Government will not bail out creches, Varadkar says
Funding to be provided but Taoiseach says it is not related to crisis in Pat Kenny interview
The Government will not “bail out” creches with an insurance subsidy due to rising premium prices, Taoiseach Leo Varadkar has said. Photograph: Screenshot of Pat Kenny interview Virgin Media One
The Government will not “bail out” creches with an insurance subsidy due to rising premium prices, Taoiseach Leo Varadkar has said.
Amid growing concern following the departure of one of two insurance providers to the sector, Mr Varadkar said he was confident creches would not have to close their doors in the New Year.
On Wednesday the Government said it would provide immediate extra funding to crèches, averaging €1,500, but denied it was related to the emerging crisis.
“As things stand we don’t believe that’s going to be necessary. Allianz are still in the market and there’s the possibility at least that another insurer will come in,” he said, adding that the Allianz rate worked out at about €60 per child per year.
While he would not be happy with a monopoly situation, he said “bear in mind parents all over Ireland are paying a lot for their childcare. For many people it’s the equivalent of the month’s rent or the month’s mortgage all over again. Only €60 a year of that on average is insurance.”
As the Government faces into its final weeks and months, the Taoiseach was pushed on an election date and while predictably sidestepping the question he said he would give it thought over Christmas.
With the Government majority diminished in recent times, Mr Varadkar conceded it might not be in his gift as to when to call an election unless Fianna Fáil moved to support the Government on votes rather than holding the line on abstention.
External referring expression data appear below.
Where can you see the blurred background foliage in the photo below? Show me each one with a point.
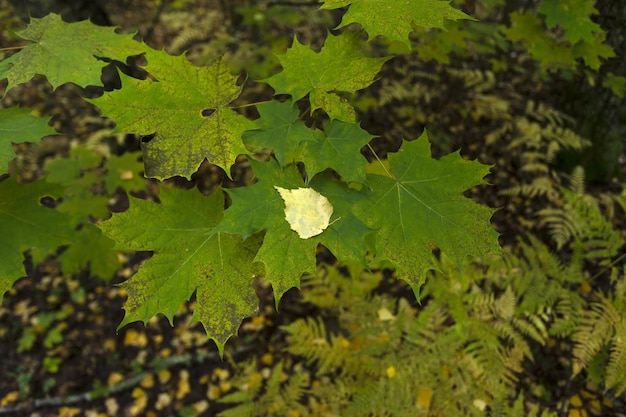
(534, 87)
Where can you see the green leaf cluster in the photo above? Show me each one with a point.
(188, 114)
(397, 212)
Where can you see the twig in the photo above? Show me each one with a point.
(122, 386)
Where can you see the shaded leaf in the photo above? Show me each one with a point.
(396, 19)
(66, 52)
(339, 67)
(26, 224)
(339, 149)
(185, 108)
(19, 125)
(280, 129)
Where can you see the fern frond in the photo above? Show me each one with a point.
(596, 329)
(616, 368)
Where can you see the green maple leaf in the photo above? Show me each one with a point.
(186, 108)
(396, 19)
(19, 125)
(421, 205)
(339, 67)
(280, 129)
(188, 256)
(573, 16)
(66, 52)
(338, 149)
(26, 224)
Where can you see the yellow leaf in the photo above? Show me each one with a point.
(307, 211)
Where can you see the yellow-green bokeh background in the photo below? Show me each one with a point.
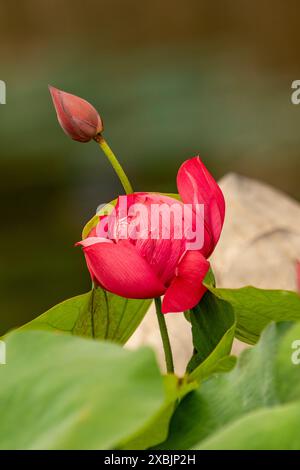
(171, 79)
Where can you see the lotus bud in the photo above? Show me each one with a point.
(77, 117)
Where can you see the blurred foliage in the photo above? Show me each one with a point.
(171, 80)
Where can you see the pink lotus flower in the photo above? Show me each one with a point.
(146, 264)
(78, 118)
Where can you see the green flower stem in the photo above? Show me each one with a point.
(115, 164)
(164, 336)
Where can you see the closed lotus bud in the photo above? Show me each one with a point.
(78, 118)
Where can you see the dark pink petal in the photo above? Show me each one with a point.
(77, 117)
(153, 239)
(197, 186)
(120, 269)
(187, 287)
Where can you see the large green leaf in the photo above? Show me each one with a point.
(256, 308)
(106, 209)
(97, 314)
(213, 328)
(156, 431)
(263, 383)
(63, 392)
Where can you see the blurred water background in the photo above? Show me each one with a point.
(171, 79)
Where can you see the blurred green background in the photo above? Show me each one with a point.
(171, 79)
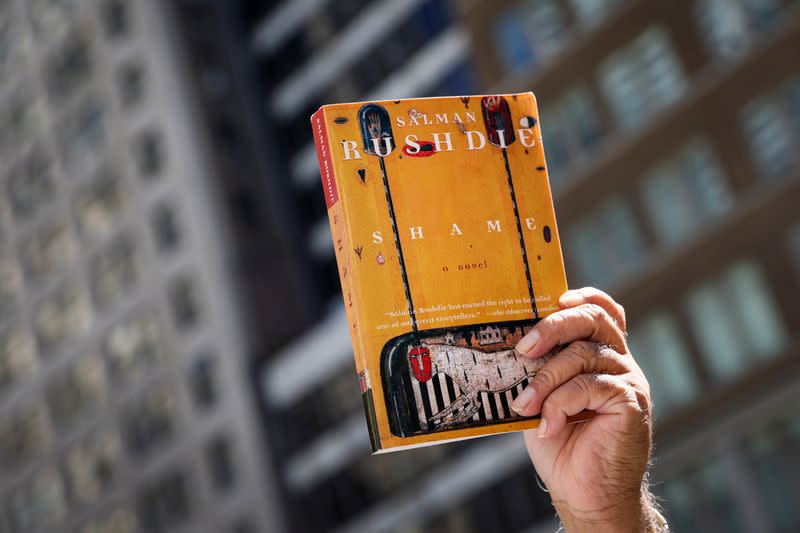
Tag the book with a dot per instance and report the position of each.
(448, 252)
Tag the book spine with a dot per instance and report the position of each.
(340, 231)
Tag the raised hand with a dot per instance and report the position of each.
(594, 470)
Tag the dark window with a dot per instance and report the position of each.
(165, 503)
(70, 67)
(149, 153)
(117, 18)
(151, 420)
(203, 384)
(220, 463)
(166, 228)
(30, 187)
(185, 302)
(243, 525)
(131, 84)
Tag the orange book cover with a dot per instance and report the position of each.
(448, 252)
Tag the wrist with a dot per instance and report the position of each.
(631, 515)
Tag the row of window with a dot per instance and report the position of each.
(644, 77)
(636, 81)
(131, 348)
(735, 325)
(703, 497)
(92, 468)
(532, 31)
(683, 194)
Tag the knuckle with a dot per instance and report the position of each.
(552, 326)
(544, 380)
(623, 318)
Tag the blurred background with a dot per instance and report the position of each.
(173, 349)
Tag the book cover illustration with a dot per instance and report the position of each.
(448, 253)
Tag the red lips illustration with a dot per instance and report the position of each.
(420, 359)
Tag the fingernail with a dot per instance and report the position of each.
(523, 400)
(542, 429)
(528, 341)
(571, 298)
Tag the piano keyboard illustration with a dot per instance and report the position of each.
(441, 391)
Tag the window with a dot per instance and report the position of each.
(10, 287)
(150, 421)
(731, 26)
(460, 80)
(794, 246)
(642, 78)
(736, 321)
(684, 192)
(593, 12)
(701, 499)
(570, 128)
(24, 434)
(131, 84)
(83, 131)
(38, 504)
(116, 18)
(117, 521)
(21, 116)
(98, 205)
(772, 127)
(76, 391)
(30, 187)
(220, 463)
(341, 397)
(50, 248)
(9, 42)
(771, 454)
(114, 271)
(659, 349)
(166, 228)
(149, 153)
(528, 33)
(165, 503)
(133, 346)
(243, 525)
(17, 357)
(69, 68)
(606, 243)
(185, 301)
(65, 314)
(92, 466)
(203, 381)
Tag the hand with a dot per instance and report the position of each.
(594, 470)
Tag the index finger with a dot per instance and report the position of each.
(592, 295)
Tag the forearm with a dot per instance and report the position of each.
(635, 515)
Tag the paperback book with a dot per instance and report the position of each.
(448, 253)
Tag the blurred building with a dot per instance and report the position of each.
(671, 130)
(124, 399)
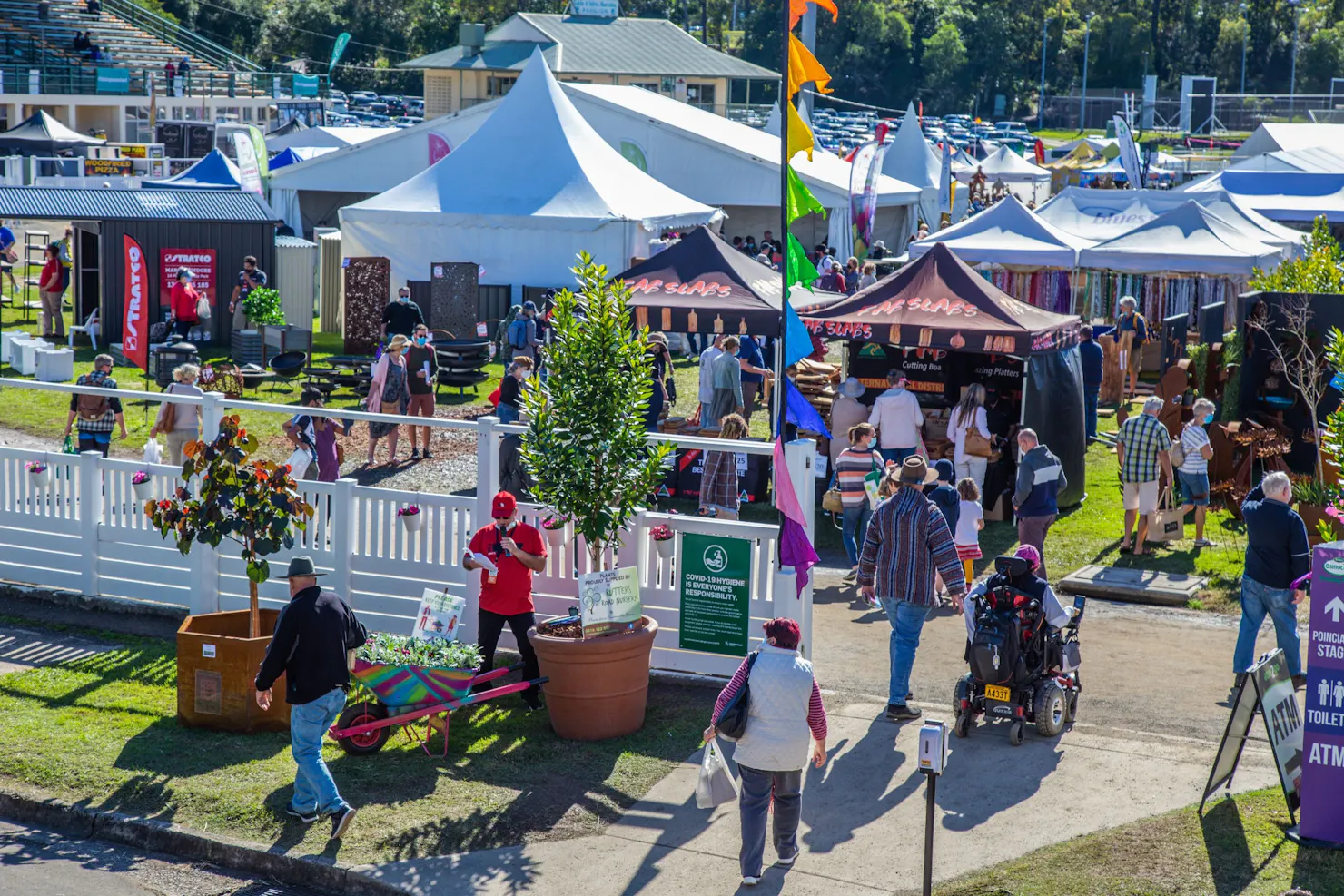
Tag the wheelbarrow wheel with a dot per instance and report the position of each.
(369, 742)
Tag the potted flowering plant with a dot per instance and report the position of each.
(554, 529)
(664, 539)
(143, 485)
(39, 475)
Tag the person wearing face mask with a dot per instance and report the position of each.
(517, 549)
(400, 317)
(420, 367)
(1193, 470)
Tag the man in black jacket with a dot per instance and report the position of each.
(310, 645)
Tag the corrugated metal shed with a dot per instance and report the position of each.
(64, 203)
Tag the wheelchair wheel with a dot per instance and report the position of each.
(1050, 710)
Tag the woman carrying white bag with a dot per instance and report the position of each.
(786, 722)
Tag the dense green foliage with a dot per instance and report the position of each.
(1319, 271)
(884, 51)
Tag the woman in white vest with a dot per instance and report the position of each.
(786, 723)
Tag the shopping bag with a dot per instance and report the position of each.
(716, 784)
(1168, 523)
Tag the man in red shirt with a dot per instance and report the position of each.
(518, 551)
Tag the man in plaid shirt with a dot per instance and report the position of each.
(907, 539)
(1142, 448)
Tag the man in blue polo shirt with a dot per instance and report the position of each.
(753, 372)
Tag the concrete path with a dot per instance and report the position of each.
(1150, 720)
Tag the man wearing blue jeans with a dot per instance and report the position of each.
(1277, 555)
(312, 635)
(1089, 352)
(907, 539)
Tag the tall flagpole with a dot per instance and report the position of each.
(784, 214)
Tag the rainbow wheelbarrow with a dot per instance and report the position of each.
(405, 694)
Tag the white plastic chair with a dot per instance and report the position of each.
(90, 328)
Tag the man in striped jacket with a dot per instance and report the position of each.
(907, 539)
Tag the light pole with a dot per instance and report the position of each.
(1082, 103)
(1292, 77)
(1246, 33)
(1041, 111)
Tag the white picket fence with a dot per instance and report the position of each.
(86, 532)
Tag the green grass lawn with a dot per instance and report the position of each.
(1238, 849)
(104, 733)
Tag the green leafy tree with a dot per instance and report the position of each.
(585, 445)
(1319, 271)
(255, 504)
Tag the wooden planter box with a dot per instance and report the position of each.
(217, 665)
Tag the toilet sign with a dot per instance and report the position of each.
(1323, 736)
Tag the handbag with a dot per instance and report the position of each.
(733, 720)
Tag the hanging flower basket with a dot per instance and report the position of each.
(664, 539)
(554, 529)
(143, 485)
(39, 475)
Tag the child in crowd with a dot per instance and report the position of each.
(969, 521)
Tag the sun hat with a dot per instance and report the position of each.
(853, 389)
(917, 472)
(300, 568)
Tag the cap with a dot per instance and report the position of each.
(503, 506)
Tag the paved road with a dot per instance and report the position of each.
(41, 862)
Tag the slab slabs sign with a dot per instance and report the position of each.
(716, 594)
(609, 601)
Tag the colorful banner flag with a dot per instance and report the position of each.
(945, 181)
(800, 199)
(1129, 153)
(134, 330)
(798, 8)
(798, 268)
(338, 49)
(863, 195)
(800, 136)
(804, 67)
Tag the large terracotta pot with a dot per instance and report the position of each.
(598, 686)
(217, 665)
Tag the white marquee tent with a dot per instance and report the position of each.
(531, 188)
(1187, 240)
(1007, 234)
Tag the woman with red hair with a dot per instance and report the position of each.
(786, 722)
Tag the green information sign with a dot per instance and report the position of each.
(716, 594)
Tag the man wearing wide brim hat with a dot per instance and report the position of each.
(847, 411)
(310, 647)
(907, 539)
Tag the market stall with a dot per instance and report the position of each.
(946, 327)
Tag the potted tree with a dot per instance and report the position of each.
(257, 506)
(585, 447)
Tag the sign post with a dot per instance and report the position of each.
(716, 594)
(1323, 736)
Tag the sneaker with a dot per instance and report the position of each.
(902, 713)
(307, 817)
(341, 821)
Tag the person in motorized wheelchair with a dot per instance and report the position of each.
(1022, 649)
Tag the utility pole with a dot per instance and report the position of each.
(1041, 105)
(1082, 103)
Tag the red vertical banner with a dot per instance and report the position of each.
(134, 336)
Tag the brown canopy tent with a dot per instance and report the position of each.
(937, 301)
(937, 305)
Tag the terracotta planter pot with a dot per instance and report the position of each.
(598, 686)
(217, 665)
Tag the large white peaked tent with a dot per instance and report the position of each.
(529, 191)
(1007, 232)
(1187, 240)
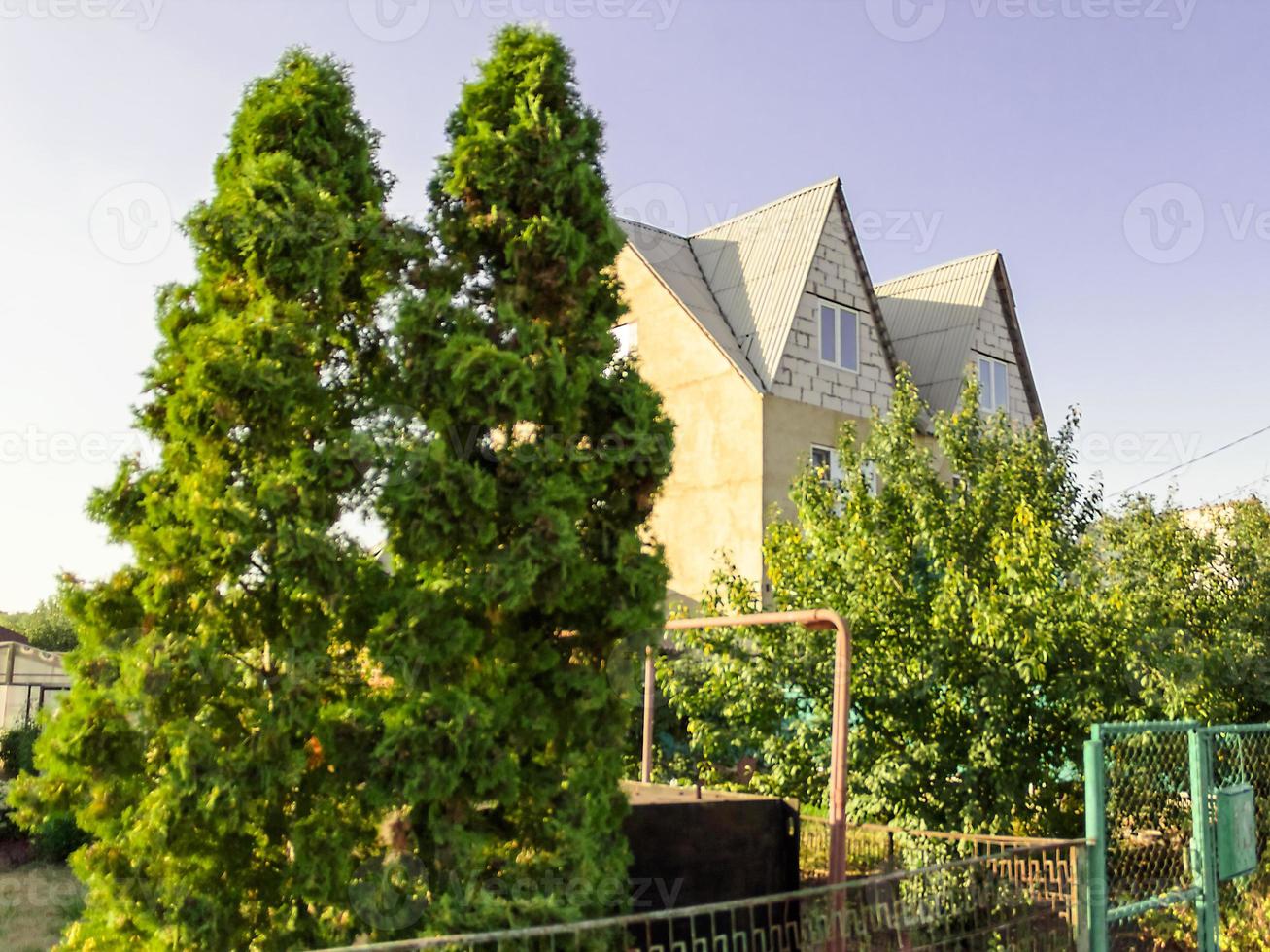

He said he would seek to remain leader of Fine Gael in the event he failed to secure a mandate to form a majority government.
It is the latest in what is likely to be a series of media interviews at the year’s end and Mr Varadkar was probed on a wide variety of perceived Government failures and controversies.
As regards Wexford by-election candidate Verona Murphy, he explained again that while initially forgiving her comments on migrants, he took issue with a subsequent video that claimed she had been the target of a media conspiracy.
“That’s why I recommended tonight that she be removed from the ticket and she has been,” he said referring to a party decision not to put her forward for the forthcoming general election.
As to whether her comments on migrants would resonate with a fraction of the population, he said “I fear that. I fear that may be the case but I hope not enough that we would see the emergence of a far right party in Ireland in the way we have seen unfortunately in other countries.”
Other controversies loitered. On the issue of Dáil expenses and how the system is used by TDs, Mr Varadkar said the system around un-receipted travel and accommodation expenses was “far too lax”.
“Minister (Paschal) Donohoe as the Minister for Public Expenditure will take an initiative on that in the next couple of days, to do a thorough review as to how that allowance works.”
He said he found it “distressing” the Government could not reduce homelessness numbers but that they had done more to build social housing than previous administrations.
With one eye on that election, he said “I think there are a lot of people who will acknowledge that the Government has done a good job ... even in the areas where we haven’t made as much progress as we would have liked I am asking them to trust us to make more progress in the years ahead.”
Brexit too was an unavoidable subject in the wake of the UK’s election and the kind of majority – secured by British prime minister Boris Johnson – the Taoiseach can only dream of. As to his counterpart’s move to impose a December, 2020 deadline to complete Brexit, he said it was a bit of “political poker”.
“By putting that in law, in British law, he is putting added pressure on the European Union and added pressure on his own system to get a trade deal agreed before the end of the year. But bear in mind what he has done is make a change to British legislation; it doesn’t change the withdrawal agreement so it would be open to the House of Commons to reverse that and they could do so within a day,” he said.
“I think he’s plenty smart. And what he wants to do is put the pressure on all of us.”